Where am I supposed to sit in the 21st Century classroom?

If you walked past F14 today, you would have seen me sitting in the middle of the room, hunched over several sheets of paper. All around me, kids were talking to each other. And that's just how I planned it.

My classroom has looked like that for several years. But now, things have begun to change. Or shift. What does that mean for me? Where do I sit in this new digital classroom? And what am I supposed to do?

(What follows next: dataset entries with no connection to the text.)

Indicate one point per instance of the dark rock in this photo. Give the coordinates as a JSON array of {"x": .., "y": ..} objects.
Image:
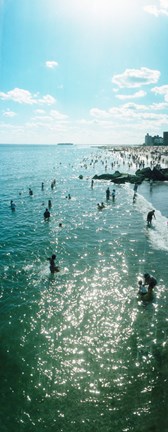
[{"x": 144, "y": 174}]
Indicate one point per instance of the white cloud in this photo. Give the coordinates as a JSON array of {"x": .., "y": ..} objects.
[
  {"x": 57, "y": 115},
  {"x": 19, "y": 96},
  {"x": 22, "y": 96},
  {"x": 9, "y": 113},
  {"x": 51, "y": 64},
  {"x": 136, "y": 95},
  {"x": 161, "y": 8},
  {"x": 133, "y": 78},
  {"x": 48, "y": 100}
]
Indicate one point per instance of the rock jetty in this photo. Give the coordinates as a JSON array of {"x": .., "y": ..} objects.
[{"x": 155, "y": 174}]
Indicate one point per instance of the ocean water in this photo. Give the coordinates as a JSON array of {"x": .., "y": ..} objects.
[{"x": 80, "y": 352}]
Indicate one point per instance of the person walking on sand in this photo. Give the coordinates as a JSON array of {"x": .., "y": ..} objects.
[{"x": 150, "y": 215}]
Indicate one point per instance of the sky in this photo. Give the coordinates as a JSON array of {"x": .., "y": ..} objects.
[{"x": 89, "y": 72}]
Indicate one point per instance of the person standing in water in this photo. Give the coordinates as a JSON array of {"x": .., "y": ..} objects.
[
  {"x": 53, "y": 267},
  {"x": 150, "y": 281},
  {"x": 150, "y": 215}
]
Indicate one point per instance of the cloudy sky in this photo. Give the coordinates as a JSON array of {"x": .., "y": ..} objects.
[{"x": 83, "y": 71}]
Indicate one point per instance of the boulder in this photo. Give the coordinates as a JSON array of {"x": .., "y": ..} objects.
[{"x": 141, "y": 174}]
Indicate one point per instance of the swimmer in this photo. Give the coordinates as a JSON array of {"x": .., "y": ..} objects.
[
  {"x": 150, "y": 215},
  {"x": 150, "y": 281},
  {"x": 30, "y": 192},
  {"x": 113, "y": 195},
  {"x": 142, "y": 289},
  {"x": 46, "y": 214},
  {"x": 100, "y": 206},
  {"x": 53, "y": 267},
  {"x": 13, "y": 205}
]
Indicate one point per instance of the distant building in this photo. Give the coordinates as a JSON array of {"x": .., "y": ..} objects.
[
  {"x": 156, "y": 140},
  {"x": 148, "y": 140},
  {"x": 165, "y": 138}
]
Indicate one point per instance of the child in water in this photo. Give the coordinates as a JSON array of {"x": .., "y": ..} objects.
[
  {"x": 53, "y": 267},
  {"x": 142, "y": 289}
]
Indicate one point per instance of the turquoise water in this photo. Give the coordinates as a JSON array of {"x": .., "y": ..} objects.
[{"x": 79, "y": 350}]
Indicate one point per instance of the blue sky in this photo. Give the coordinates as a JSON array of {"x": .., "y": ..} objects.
[{"x": 87, "y": 72}]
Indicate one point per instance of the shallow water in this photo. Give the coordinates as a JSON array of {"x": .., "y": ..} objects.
[{"x": 79, "y": 350}]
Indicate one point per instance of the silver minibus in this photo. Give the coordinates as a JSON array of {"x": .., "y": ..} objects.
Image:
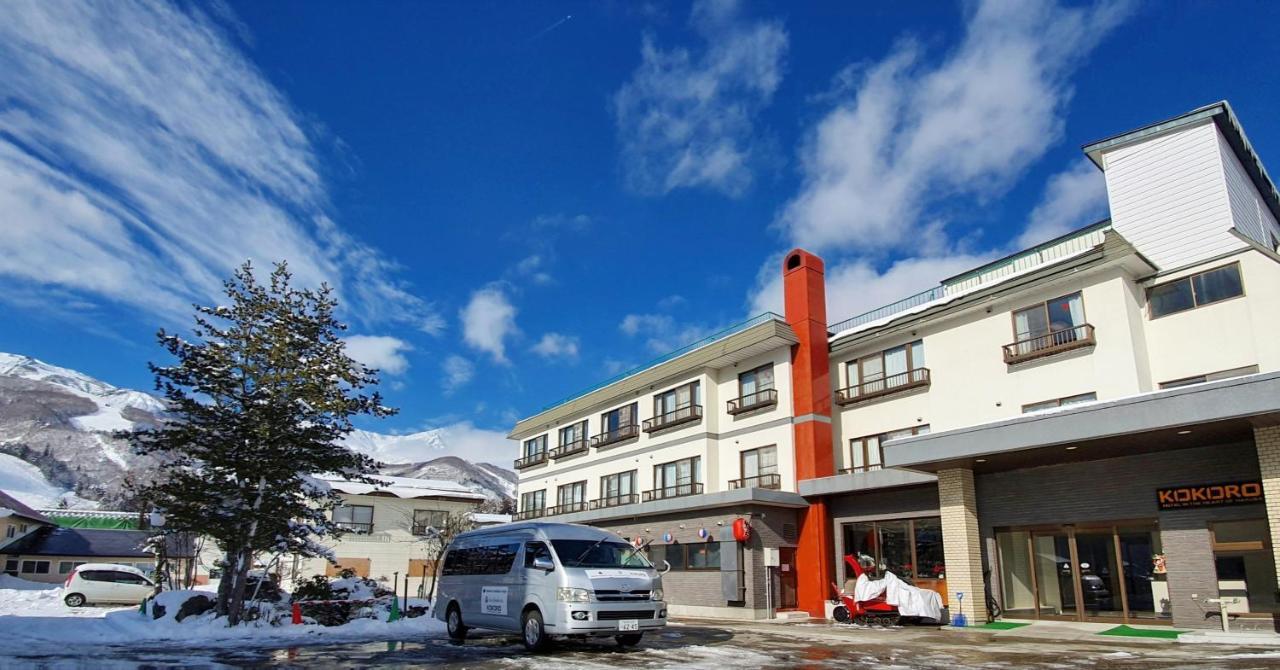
[{"x": 544, "y": 580}]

Today I sat right in the center for most of the class, but nobody talked to me. It was a Literature Circle discussion day. Translation: students come in having read the first part of their novels (each group broke up their novel into four parts) and spends most of the class in small groups, sharing ideas about the book. I sit in the middle, trying to listen to pieces of as many conversations as possible. Snippets of discussions. Pieces of ideas. All the while, I'm jotting down feedback on an assessment sheet. A few minutes before the bell rings, I distribute the marked up sheets to the student groups. For me, it's kind of a hands-off approach to the lesson. I rarely interject myself into a group's conversation. Too often I find that if I float around the room, my arrival at a group usually means a quick shuffling of papers and comments like, " anyway, as we were discussing [insert any out of context reference to a character or literary term meant to sound intelligent] what are your thoughts..." Then it all conveniently tails off as I continue past. Or another dreaded interaction: "Hey, Miller, what does this mean?" Once that happens, I become the crutch. What do students need to think for if they can just ask the teacher for the answers?

From the center, there is no opportunity to show off for me or wait for me to show up. Am I able to hear every snippet of their conversation? No. Do I need to? I don't know. I guess the answer depends on what my role as a teacher is. Is it to guide students to certain pre-determined points in the curriculum (ie the use of similes and figurative language in The House on Mango Street). If so, then I do need to hear almost everything students have to say. After all, if they're discussing Esperanza's feelings of shame about her surroundings, rather than examining the unique use of similes, it's my job to get them back on track. But I don't think that's my role. Who is supposed to decide what the students know and learn?

But toss in something brand new in the form of our 21st century collaborative tools - wikis, blogs, social networking - and I think I'm still confused. Where should I sit? Right now, I'm at my computer, reading some of the ideas posted by my English 10 students on the Literature Circles wiki. Again, I'm trying to keep a respectful distance and let the students do the talking. Just like when we were all in room F14 together this morning, the students are sharing ideas, putting their thoughts out there, and asking questions. Is one more pedagogically sound than the other?

Dozens of edubloggers with a lot more experience and knowledge than me have weighed in on the future of our schools. Will Richardson, in a typical insightful, big picture way, says, "We need to unlearn the premise that we know more than our kids, because in many cases, they can now be our teachers as well. We need to unlearn the idea that learning itself is an event. In this day and age, it is a continual process." Some, like Daniel Kinnaman question whether the need for a traditional classroom is still valid, while Scott Mcleod has pointed to the need to seriously rethink the physical school setting. There is a telling exchange of comments on a post by Clay Burrell that seems to hit on some of the same issues I'm confronting. Stephen Lazer wonders if moving towards a full digital connected model worth it because the "physical space of school is in some cases the only time my students get to exist for themselves (and therefore, get to try out being their selves)." Clay's take is that maybe it's not just about swapping one kind of school setting for another, but rather a rethinking of broader social and community relationships. "Community centers? Public parks? There are many non-schoolbuilding sites that could create getaways from home for learning purposes that are much more real and relevant than a classroom with a bell."

I don't know if I'm there yet. For now, I'll keep showing up at F14. So will the kids. We'll see where it goes from there.